The mastery of arithmetic operations is the foundation for success in Algebra, Geometry, and Trigonometry. We can understand Algebra, as Sir Isaac Newton (1642-1727) observed, as generalized Arithmetic. In Algebra, instead of working with numerals - symbols of the number concept - you are working with symbols of numerals, which are symbols of symbols. These symbols consist of letters that mathematicians combine with numerals. Because mathematics is consistent, you add, subtract, multiply, and divide algebraic symbols in the same way you add, subtract, multiply, and divide numerals in Arithmetic. Algebra, combined with principles of Geometry and Trigonometry, forms the backbone for understanding Calculus, the mathematics of motion at an instant, a method that Newton invented, along with Gottfried Wilhelm Leibniz (1646-1716), when trying to solve scientific problems. The historian Arnold Toynbee (1889-1975) notes the significance of Calculus:

Looking back, I feel sure that I ought not to have been offered the choice [whether to study Greek or calculus - JN] … calculus ought to have been compulsory for me. One ought, after all, to be initiated into the life of the world in which one is going to live. I was going to live in the Western World … and the calculus, like the full-rigged sailing ship, is … one of the characteristic expressions of the modern Western genius.

[Arnold Toynbee, *Experiences* (New York: Oxford University Press, 1969), pp. 12-13.]

Calculus is the rigging of the ship of modern science and technology. It is also the foundation of higher branches of mathematical study, subjects you will study in University. From the mountaintop of higher mathematics, you can behold a multitude of rational wonders. To climb to this height is a worthy and achievable goal, but you must master the rudiments of counting and algebraic operations as your first steps in the journey upwards.

The pages that follow examine the dance of number, explorations that will enable you to discern the rhythm of numerical and spatial patterns, both within mathematics and in the physical creation.
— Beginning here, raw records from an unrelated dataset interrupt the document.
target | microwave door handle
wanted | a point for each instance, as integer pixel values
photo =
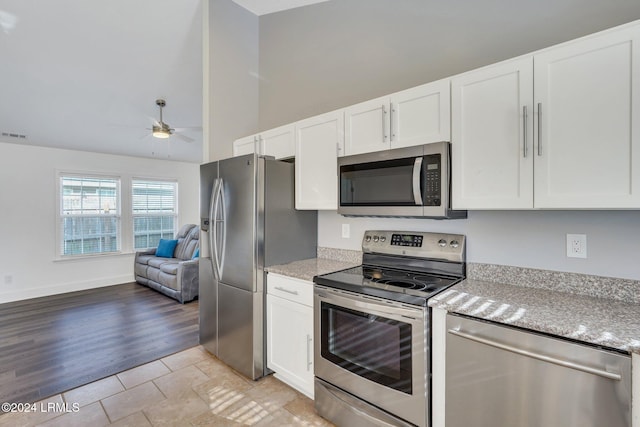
(417, 173)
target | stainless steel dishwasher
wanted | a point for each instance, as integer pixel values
(500, 376)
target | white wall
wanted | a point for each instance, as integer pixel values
(233, 84)
(28, 202)
(330, 55)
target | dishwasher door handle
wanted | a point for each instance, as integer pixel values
(544, 358)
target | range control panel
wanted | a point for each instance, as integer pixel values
(450, 247)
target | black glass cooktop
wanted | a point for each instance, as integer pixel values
(394, 284)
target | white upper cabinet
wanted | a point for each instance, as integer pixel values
(245, 145)
(421, 115)
(367, 126)
(318, 141)
(587, 96)
(568, 144)
(416, 116)
(278, 142)
(492, 137)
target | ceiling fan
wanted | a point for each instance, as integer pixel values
(162, 130)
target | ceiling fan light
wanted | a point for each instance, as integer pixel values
(161, 133)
These investigations begin with the premise that the Triune God of Scripture, the interpenetrating dance of His being, is the ground for those rational patterns. The more you are at home with these patterns, the better you can understand and use the good gifts that God has granted to you in the physical world. If you want to understand the nature and structure of the physical creation, you must master arithmetic and algebraic processes. May the living God bless you with delight and understanding as you endeavor to learn the dance of these patterns.

The reason for the popularity of some math curricula is its ease of use for both students and teachers/parents. These curricula, especially those designed specifically for homeschoolers, are primarily formula- or skill-based. In these curricula, there is little serious interpenetration with history, philosophy, theology, science, or learning to read and write real mathematics, i.e., its syntax.

The only way most math textbooks can achieve popularity is by stooping to the lowest level, i.e., they give the student math formulas or techniques that help the student to get answers to specific types of problems. This approach limits the development of conceptual thinking by trumping the why question with the how question, i.e., methods eclipse justification. Understanding and doing math requires the interplay of two thought components: (1) inductive reasoning, the search for patterns or the derivation of a way to solve a problem and (2) deductive reasoning, the establishment of the absolute truth of certain propositions or the derivation of the correct steps to get the correct answer to a problem. Instead of dictating methods, the student should learn how to discover them via induction and justify them via deduction. Many math curricula sacrifice what is essential in mathematics, problem-solving and critical thinking skills, under the facade of making math easier to learn.

The goal of this math curricula is to develop mathematical utility, the how, in the context of mathematical exploration, how the how is obtained, and mathematical justification, the why.